To cover algorithms on graphs that make random choices, we define Probabilistic GP 2 (P- GP 2) by extending GP 2 with two constructs: (1) choosing rules according to user-defined probabilities and (2) choosing rule matches uniformly at random.

We present four case studies in which we use P-GP 2 to implement randomised algorithms. The first algorithm is a probabilistic program which produces graph colourings. Empirical data shows that the effectiveness of this program at finding globally optimal solutions decays rapidly as input graphs grow in size. The second example is Karger’s randomised algorithm for finding a minimum cut in a graph [115]. The algorithm comes with a probabilistic analysis, which guarantees a high probability that the cut computed by the program is minimal. The third example is sampling from Gilbert’s G(n, p) random graph model [75]. The program generates random graphs with n vertices such that each possible edge occurs with probability

p. The final example is sampling from the D(n, E) random directed graph model. The program generates random directed graphs with n vertices and E edges.

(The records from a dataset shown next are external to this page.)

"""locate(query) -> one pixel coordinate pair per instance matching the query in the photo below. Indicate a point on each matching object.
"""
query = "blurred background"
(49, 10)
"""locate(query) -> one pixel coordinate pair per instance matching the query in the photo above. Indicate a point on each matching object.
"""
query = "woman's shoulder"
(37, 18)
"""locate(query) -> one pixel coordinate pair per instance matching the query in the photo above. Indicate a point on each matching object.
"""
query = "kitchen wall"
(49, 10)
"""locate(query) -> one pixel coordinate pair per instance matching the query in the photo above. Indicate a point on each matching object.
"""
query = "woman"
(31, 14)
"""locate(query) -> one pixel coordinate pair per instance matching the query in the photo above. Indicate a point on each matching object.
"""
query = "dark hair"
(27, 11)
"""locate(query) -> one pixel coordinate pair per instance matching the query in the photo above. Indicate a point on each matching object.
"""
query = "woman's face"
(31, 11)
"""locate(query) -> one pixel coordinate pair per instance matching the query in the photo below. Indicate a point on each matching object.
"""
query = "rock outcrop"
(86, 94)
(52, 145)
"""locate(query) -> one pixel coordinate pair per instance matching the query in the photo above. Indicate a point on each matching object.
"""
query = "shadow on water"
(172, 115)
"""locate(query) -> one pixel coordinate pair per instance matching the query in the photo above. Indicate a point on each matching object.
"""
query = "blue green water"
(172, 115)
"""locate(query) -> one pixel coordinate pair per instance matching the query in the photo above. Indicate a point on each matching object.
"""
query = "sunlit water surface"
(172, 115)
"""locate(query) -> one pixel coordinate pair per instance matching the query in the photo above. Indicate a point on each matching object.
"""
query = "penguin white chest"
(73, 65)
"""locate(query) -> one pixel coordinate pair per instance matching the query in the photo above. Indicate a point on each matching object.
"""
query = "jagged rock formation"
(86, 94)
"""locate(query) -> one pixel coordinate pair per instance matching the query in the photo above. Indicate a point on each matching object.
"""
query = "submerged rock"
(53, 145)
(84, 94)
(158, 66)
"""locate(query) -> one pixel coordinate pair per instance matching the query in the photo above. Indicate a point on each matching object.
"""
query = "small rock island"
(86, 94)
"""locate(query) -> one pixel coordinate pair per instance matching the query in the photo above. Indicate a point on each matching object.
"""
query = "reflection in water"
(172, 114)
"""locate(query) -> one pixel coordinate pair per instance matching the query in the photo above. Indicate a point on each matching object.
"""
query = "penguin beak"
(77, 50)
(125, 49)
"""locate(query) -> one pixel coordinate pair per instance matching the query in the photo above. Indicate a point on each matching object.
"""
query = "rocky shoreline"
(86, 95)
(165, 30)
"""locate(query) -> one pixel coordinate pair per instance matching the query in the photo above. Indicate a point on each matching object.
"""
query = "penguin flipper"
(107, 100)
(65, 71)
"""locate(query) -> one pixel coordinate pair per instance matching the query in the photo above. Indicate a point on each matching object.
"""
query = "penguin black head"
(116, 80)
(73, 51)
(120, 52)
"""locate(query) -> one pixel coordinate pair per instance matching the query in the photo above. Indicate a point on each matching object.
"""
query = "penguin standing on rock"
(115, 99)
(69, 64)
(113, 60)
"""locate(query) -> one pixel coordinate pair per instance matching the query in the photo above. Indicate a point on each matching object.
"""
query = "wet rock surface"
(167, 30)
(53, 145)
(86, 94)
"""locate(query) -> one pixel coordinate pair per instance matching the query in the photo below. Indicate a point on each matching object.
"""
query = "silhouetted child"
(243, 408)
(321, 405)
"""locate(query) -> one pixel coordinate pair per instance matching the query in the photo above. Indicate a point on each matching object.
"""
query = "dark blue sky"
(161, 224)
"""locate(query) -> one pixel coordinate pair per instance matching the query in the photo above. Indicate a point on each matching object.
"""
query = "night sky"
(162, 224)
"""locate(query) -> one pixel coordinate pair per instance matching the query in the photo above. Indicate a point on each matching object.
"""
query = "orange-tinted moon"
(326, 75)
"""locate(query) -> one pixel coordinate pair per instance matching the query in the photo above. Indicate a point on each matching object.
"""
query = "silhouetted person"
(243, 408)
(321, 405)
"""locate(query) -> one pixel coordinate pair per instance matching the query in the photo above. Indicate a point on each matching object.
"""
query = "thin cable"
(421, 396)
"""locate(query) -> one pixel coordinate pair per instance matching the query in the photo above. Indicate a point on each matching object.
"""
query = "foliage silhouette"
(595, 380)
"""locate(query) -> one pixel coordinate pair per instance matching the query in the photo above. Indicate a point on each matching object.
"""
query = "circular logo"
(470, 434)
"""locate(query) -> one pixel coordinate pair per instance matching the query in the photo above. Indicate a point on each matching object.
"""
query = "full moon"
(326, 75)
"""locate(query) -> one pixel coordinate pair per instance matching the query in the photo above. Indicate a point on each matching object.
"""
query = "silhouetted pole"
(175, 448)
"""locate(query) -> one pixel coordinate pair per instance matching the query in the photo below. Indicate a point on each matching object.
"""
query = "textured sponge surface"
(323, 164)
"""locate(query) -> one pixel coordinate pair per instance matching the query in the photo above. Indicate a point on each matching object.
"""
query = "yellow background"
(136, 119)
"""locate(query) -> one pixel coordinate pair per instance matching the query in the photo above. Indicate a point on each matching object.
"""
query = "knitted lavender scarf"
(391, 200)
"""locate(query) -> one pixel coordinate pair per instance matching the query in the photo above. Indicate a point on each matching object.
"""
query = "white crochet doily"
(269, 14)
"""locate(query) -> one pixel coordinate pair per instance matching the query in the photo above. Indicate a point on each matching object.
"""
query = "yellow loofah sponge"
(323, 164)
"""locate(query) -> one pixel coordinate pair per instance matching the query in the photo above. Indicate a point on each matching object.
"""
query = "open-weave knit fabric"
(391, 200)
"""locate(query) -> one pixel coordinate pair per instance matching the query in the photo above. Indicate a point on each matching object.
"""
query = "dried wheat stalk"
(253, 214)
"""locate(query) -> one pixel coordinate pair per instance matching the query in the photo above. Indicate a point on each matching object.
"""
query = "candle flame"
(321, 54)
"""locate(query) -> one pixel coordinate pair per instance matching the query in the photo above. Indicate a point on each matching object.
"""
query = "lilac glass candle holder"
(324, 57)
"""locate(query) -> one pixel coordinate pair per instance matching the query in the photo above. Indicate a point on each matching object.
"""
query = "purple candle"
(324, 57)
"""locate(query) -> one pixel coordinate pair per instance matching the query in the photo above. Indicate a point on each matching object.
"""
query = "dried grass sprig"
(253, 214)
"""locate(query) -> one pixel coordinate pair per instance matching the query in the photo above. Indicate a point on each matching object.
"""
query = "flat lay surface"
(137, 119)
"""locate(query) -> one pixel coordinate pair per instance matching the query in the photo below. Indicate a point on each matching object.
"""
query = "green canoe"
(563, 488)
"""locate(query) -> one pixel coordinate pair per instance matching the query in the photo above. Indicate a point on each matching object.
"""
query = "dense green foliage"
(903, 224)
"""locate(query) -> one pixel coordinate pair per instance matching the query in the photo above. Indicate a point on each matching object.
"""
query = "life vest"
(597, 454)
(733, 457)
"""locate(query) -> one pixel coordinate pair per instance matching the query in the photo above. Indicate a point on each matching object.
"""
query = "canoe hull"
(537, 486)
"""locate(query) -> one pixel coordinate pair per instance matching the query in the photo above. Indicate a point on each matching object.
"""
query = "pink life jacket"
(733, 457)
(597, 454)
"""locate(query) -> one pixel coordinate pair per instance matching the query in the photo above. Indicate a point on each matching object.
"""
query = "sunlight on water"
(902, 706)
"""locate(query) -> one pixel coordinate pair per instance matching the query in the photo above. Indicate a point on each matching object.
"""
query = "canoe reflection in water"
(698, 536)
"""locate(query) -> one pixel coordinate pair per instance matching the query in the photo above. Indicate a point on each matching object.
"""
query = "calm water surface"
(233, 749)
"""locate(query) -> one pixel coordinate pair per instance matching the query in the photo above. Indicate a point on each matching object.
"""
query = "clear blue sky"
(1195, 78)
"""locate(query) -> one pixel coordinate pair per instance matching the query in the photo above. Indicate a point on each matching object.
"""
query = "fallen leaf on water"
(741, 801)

This chapter is organised as follows. In Section 3.2 we describe the syntax and semantics of P-GP 2. We also discuss the probabilistic models induced when using P-GP 2, and the implementation of P-GP 2. In Section 3.3 we describe our four example probabilistic graph programs. We draw comparisons with other approaches to probabilistic behaviour in graph transformation in Section 3.4. Finally, we conclude our findings and set out directions for future work in Section 3.5.